Credit: Image courtesy of Yihai Cao

Solid tumours look for ways to escape their confines so that they can metastasize to different parts of the body. They do this by promoting the formation of blood and lymphatic vessels through the processes of angiogenesis and lymphangiogenesis. Although the mechanisms that underlie angiogenesis are relatively well known, insight into those that govern lymphangiogenesis is limited. Now, Yihai Cao and colleagues report in Cancer Cell that platelet-derived growth factor (PDGF)-BB and its receptor tyrosine kinase PDGFR promote lymphangiogenesis and lymphatic metastasis.

The authors investigated the role of PDGF-BB in lymphangiogenesis because it was expressed to high levels in cancer tissues with high lymphatic metastatic ability. They used a mouse corneal model and lymphatic-vessel-specific markers to show that extensive lymphangiogenesis occurred after the implantation of PDGF-BB (see image, blood vessels are stained red, lymphatic vessels are stained blue). They found that PDGF-AA and PDGF-AB could also initiate lymphangiogenesis in this model, although PDGF-AA induced fewer lymphatic vessels than PDGF-AB and PDGF-BB. Unlike PDGF-AA, both PDGF-AB and PDGF-BB interact with the receptor tyrosine kinase PDGFRβ, indicating that this receptor could have an important role in transducing the signal to induce lymphangiogenesis. Studies on isolated lymphatic endothelial cells (LECs) show that intracellular pathways are also activated, as levels of phosphorylated SRC, ERK1/2 and AKT also increase following stimulation by PDGF-BB.
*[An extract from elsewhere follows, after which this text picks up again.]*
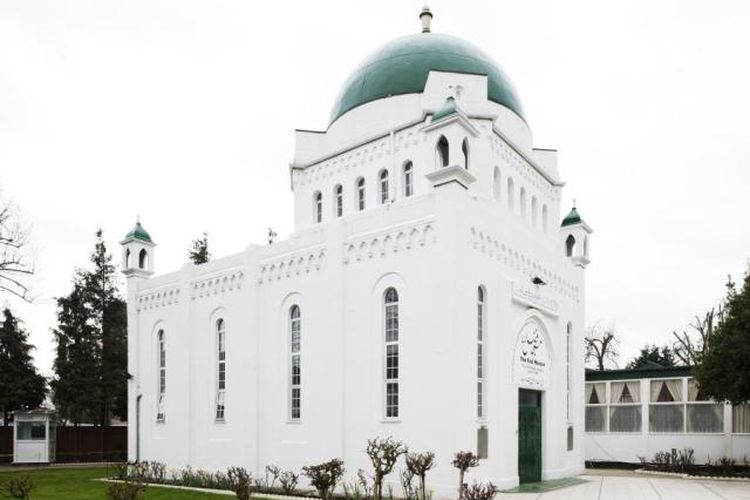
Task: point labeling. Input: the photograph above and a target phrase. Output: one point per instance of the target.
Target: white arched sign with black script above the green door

But is the signal direct, or does it activate the vascular endothelial growth factor (VEGFC/D)–VEGFR3 system, which is known to be involved in lymphangiogenesis? Inhibition of VEGFC/D or VEGFR3 did not prevent PDGF-BB-induced lymphangiogenesis, which indicates that the signal is not conveyed through the VEGFC/D–VEGFR3 system.

So, it seems likely that PDGF-BB acts directly on LECs, and to test this the authors isolated LECs from humans, mice and rats. They found that PDGF-BB stimulates the migration of LECs, and that this can be inhibited by the PDGFR inhibitor imatinib (Glivec), but not by VEGFC/D and VEGFR3 inhibitors.
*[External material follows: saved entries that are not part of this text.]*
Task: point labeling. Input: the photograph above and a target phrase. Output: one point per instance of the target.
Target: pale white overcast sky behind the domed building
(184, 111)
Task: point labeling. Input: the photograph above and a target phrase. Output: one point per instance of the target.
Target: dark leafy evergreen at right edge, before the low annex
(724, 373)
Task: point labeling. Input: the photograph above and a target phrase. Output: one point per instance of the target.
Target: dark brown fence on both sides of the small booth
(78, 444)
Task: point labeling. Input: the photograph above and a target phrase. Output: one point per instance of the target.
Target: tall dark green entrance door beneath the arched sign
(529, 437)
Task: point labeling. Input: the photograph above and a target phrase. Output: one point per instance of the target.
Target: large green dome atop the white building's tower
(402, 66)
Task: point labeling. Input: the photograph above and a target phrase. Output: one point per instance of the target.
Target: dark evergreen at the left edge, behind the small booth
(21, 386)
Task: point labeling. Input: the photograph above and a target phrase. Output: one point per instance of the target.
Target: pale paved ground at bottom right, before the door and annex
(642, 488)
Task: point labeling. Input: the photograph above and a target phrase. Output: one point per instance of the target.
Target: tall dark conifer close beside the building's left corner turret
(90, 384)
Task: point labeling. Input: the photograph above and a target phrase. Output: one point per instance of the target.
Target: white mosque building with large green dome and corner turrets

The authors next investigated the effect of PDGF-BB expression on tumour growth. They implanted PDGF-BB-expressing tumour cells into mice and found that there was accelerated tumour growth, compared with control tumours. These tumours also had a high density of lymphatic vessels.
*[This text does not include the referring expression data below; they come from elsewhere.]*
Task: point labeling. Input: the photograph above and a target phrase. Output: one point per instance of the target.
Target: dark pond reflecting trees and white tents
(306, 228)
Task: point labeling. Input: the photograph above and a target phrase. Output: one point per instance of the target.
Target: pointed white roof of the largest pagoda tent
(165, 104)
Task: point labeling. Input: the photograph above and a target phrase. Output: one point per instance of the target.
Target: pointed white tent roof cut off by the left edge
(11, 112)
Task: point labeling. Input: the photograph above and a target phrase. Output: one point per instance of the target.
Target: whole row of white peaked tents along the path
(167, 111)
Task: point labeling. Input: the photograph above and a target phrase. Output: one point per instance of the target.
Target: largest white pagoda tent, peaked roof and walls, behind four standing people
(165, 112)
To further clarify the role of PDGF-BB in tumour lymphangiogenesis, the authors developed a mouse corneal tumour model. Tumour tissue was implanted into the corneal micropockets, and this resulted in tumour growth and neovascularization. PDGF-BB-expressing tumours had more extensive and disorganized blood vessels than wild-type tumours, and sprouting lymphatic vessels, which were disorganized and leaky.

So, PDGF-BB can induce tumour lymphangiogenesis, but does it also induce lymphatic metastasis? Subcutaneous T241 tumours were grown in mice, the primary tumours were then removed and the authors investigated whether metastatic lesions developed in the axillary lymph nodes. Most PDGF-BB-expressing tumour-bearing animals did develop metastatic lesions and invasive tumour cells were found in the lymph nodes: these were 20 times larger than the lymph nodes of mice with wild-type tumours. Tumour-bearing mice were then treated with imatinib to see whether tumour burden could be decreased. They found that the weight and volume of PDGF-BB-expressing tumours was decreased following treatment with imatinib, as was the number of lymphatic vessels and blood vessels.

PDGF-BB expressed by tumour cells therefore seems to act directly on PDGFR expressed by LECs, to induce lymphangiogenesis and metastasis through the lymphatic system. The fact that the selective PDGFR inhibitor imatinib seems to be effective at reducing tumour burden and lymphatic metastasis is a promising sign for the treatment of solid tumours, and should be tested further.